Boy, you bring this shit up again? As I told the ansoc that did it last time, we don't support the prison state in the US, nor is the prison state in any way a capitalist or libertarian invention, so your tu quoque entirely misses the point.
>Why? What's so bad about people democratically managing their communities and workplaces? It's surely less alienating than being a cog in the capitalist machine.
If they don't own the damn thing, then they have no business democratically managing the damn thing either. You don't get something for nothing, not in nature, and not in society, unless you're a parasite.
>Go there and talk to people.
One of the most fulfilled guys I know is a worker. Turns out he really enjoys fixing things. Is he still a prophet of yours, or do you only accept the Revelation from workers that agree with you?
>Robbed of what exactly? What did people have before the Cuban Revolution?
Freedom.
>Again, an AnCap defending the property or a few casino and plantation owners over the vast majority of the population.
Where did I say that the property of the small guy may be violated at will? Or do you imply that there were no property owners in Cuba, except for rich capitalists? If so, back this claim up.
>Because South Korea is objectively the richer country with a great access to modern consumer goods, video games, fashion, etc?
And why can't the north compete? It used to be more developed than the south in the past.
>Of course, if the sanctions on oil would end, North Koreans could actually have a diverse diet, run all their factories and leave power on.
North Korea had half a century to build healthy trade relations with Russia, China, and dozens of other communist states. In that time, it easily could've created a powerful economy, if communism was working properly. That did not happen. Half a century of communism and capitalism being at a stalemate, so that capitalist countries could not just cut off North Korea - which has a wide border with China and a decent coastline - from its communist allies, and you're telling me it's embargos that are to blame for the plight of North Korea?
>However, these links also debunk the notions are North Koreans are not allowed to leave. They do travel to China, Vietnam, Indonesia, etc.
Not really. They don't show that this is not just a special privilege granted to a few. Or at least the first link doesn't, the second one isn't working. The one functioning link is not contradicted at all by the accounts of refugees that I've read.
>if you want North Koreans to see the world tell Western countries to lift their travel ban.
The western world takes in refugees from North Korea, but wouldn't allow travellers? Yeah, sure.
>First off, the FRG tried to deliberately drain them of brain power and labor power, secondly it was totally normal to get a certification to leave the country in the GDR, most applications were granted. Was it much easier for an American citizen to travel to the USSR? I would expect not.

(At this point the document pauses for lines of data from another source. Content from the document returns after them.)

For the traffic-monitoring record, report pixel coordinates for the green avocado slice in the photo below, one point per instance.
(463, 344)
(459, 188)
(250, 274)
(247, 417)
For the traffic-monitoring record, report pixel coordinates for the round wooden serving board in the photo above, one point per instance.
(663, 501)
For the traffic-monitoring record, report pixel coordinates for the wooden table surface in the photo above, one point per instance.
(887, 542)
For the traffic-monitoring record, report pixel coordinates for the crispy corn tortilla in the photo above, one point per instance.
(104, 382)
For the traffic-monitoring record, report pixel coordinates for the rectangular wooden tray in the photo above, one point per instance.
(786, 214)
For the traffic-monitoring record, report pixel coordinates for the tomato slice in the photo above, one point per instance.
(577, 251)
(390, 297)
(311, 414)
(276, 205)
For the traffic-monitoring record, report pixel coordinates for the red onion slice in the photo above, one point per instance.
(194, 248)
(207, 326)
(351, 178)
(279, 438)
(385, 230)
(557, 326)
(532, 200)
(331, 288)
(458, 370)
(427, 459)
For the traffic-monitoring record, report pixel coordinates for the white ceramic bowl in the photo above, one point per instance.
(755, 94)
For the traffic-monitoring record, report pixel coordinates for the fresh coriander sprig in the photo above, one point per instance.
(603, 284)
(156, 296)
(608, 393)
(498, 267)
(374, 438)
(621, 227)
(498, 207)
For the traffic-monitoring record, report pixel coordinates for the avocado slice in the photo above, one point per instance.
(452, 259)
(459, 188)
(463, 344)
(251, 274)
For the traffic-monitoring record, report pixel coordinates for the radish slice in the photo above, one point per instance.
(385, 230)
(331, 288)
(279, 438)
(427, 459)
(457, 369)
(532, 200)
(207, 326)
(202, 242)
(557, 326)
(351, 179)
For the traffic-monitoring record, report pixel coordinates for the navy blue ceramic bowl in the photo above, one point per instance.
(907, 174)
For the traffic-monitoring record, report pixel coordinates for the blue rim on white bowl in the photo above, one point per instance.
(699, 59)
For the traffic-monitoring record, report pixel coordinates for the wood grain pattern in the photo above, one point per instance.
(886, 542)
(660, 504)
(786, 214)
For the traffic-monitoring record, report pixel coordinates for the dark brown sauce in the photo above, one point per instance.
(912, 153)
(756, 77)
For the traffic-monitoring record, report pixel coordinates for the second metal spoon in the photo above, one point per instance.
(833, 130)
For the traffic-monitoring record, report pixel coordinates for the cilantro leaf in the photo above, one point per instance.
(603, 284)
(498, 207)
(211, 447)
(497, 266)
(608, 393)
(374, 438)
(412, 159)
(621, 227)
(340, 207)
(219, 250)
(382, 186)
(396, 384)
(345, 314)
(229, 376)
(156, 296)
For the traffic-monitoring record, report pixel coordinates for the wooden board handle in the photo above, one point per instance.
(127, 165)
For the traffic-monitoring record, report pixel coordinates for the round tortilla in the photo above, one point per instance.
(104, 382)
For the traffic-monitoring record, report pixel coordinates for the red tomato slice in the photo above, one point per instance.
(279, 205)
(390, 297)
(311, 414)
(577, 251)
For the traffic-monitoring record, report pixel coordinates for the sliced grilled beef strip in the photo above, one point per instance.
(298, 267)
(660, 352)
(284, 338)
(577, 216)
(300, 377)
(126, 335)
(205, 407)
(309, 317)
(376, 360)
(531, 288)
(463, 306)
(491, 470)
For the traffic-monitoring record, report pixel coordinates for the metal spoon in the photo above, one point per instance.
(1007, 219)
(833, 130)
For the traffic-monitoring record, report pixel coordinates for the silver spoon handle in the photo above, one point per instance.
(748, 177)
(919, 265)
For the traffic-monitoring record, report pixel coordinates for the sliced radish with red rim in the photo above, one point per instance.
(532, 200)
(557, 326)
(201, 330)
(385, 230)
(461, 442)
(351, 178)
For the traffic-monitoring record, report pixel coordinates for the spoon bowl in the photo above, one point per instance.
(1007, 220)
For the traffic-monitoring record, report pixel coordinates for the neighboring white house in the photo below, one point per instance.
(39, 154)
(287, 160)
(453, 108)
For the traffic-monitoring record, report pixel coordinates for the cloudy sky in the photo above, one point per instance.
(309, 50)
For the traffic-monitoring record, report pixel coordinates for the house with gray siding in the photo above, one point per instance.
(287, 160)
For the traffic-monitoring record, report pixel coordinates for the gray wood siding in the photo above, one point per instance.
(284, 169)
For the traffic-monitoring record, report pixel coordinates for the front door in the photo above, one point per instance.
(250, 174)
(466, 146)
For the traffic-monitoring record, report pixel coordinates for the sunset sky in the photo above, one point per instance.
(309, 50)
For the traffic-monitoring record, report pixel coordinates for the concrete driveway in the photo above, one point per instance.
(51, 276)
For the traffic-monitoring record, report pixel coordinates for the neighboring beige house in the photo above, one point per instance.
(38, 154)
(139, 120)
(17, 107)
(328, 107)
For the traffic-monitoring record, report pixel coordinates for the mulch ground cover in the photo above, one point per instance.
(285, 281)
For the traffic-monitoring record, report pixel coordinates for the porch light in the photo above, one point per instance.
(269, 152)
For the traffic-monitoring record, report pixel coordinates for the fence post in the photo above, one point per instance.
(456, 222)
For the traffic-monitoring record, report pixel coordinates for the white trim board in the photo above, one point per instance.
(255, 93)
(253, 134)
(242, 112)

They shot people trying to cross the border. The FRG didn't. You're telling me they did it because the escapees had no valid certificate? They shoot people over missing certificates and that's supposed to exonerate them? Can't you come up with better apologetics?
>The GDR was not necessarily worse than the FRG, it had a higher growth rate. It just got fucked over with reparations and didn't get the Marshal Plan gibs.
Yes, for almost fifty years. Rain always falls on the communist, I know that already. Bad harvests cause famines in Russia and China, but no dust bowl would ever happen in America.